Englishman in Australia (1823–1913)

George Clifton (1823–1913) was an English collector of seaweed specimens, active in Australia.

Clifton was born in England, a son of Marshall Waller Clifton, and served in the Royal Navy. He emigrated to Australia in 1851, but returned in 1864, having served as a police officer, to become governor of the Portland and Dartmoor prisons.

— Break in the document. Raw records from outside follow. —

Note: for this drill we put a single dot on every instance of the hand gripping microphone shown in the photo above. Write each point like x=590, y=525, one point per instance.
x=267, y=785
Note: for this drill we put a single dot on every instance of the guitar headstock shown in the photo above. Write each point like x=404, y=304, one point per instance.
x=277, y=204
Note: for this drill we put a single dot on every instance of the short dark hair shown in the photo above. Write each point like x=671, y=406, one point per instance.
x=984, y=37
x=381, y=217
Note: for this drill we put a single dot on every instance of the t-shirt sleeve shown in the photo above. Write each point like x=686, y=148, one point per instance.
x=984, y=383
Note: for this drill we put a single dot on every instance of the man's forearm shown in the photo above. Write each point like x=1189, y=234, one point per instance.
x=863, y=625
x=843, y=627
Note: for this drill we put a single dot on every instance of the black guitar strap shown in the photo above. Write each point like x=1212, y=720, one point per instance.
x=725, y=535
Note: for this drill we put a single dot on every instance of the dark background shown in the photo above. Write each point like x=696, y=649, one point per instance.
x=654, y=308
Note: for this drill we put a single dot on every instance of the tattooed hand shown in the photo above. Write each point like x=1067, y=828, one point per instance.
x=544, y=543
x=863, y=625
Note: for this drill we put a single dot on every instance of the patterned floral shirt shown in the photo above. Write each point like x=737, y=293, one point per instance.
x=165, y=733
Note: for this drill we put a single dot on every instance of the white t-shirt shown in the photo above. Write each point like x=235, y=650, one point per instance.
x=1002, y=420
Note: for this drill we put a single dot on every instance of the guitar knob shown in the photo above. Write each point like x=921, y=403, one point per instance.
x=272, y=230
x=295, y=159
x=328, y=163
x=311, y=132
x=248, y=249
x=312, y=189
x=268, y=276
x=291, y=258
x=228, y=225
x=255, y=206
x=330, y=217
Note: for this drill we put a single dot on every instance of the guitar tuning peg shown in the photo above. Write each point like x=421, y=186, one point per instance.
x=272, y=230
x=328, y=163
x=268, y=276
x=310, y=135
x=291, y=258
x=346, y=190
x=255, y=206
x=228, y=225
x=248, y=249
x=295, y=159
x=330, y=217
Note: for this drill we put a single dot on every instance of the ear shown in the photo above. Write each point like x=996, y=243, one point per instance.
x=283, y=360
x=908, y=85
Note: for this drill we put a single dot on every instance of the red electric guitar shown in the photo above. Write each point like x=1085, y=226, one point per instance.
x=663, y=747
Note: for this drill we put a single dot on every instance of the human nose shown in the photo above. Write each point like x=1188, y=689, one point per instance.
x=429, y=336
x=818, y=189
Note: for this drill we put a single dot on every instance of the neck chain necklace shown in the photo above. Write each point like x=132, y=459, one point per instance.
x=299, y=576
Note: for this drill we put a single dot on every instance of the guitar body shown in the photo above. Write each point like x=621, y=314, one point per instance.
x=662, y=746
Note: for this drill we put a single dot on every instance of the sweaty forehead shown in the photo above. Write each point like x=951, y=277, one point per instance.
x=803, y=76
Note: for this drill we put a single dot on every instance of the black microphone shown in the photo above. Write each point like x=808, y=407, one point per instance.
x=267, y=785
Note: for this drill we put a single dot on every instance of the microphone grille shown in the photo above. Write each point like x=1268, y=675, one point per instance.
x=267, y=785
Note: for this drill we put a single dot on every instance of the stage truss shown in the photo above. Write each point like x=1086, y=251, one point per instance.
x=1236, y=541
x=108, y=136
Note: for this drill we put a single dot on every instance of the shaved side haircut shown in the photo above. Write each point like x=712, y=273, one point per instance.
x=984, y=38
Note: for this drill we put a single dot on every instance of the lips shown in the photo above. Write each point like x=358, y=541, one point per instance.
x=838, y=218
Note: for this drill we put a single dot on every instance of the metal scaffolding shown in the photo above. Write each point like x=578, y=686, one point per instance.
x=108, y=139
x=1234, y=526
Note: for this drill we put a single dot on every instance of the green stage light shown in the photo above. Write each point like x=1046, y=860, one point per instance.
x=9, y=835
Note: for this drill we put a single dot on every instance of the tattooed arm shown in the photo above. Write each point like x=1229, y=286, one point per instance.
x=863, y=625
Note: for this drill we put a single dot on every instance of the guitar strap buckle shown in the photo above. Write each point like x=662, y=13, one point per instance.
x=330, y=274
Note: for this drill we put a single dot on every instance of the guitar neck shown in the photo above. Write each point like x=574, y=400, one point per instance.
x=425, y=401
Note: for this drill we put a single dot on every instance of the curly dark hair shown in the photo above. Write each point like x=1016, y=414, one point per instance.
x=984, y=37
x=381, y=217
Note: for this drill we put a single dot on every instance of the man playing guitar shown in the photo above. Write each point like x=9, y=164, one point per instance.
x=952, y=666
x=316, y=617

He was employed by the state of Western Australia as superintendent of water police at Fremantle. Clifton assisted William Henry Harvey's work on algae of the region, and made use of his boat to make collections in the region. His contribution to Harvey's publication of Phycologia Australica is especially noted throughout that work; volume 5 is prefaced with the remarks,

"To George Clifton, Esq., R.N., of Fremantle, Western Australia, whose name occurs so frequently throughout the volume and in the synopsis, I am indebted for some thousands of beautifully preserved specimens, including many species collected by no one else. His contributions commenced in 1854, whilst I was resident in Western Australia, and have been regularly continued at short intervals up to the present time (Sept., .1863). Three new genera, Cliftonaea, Bindera, and Encyothalia, besides many new species, prove the zeal and success with which Mr. Clifton has conducted his researches."

His name is commemorated by Harvey in the epithets of the genus Cliftonia (later Cliftonaea a type of Algae, Harv. 1863 ), and a new species Dasya cliftoni. Clifton was known to have corresponded with Ferdinand von Mueller, but these letters are missing.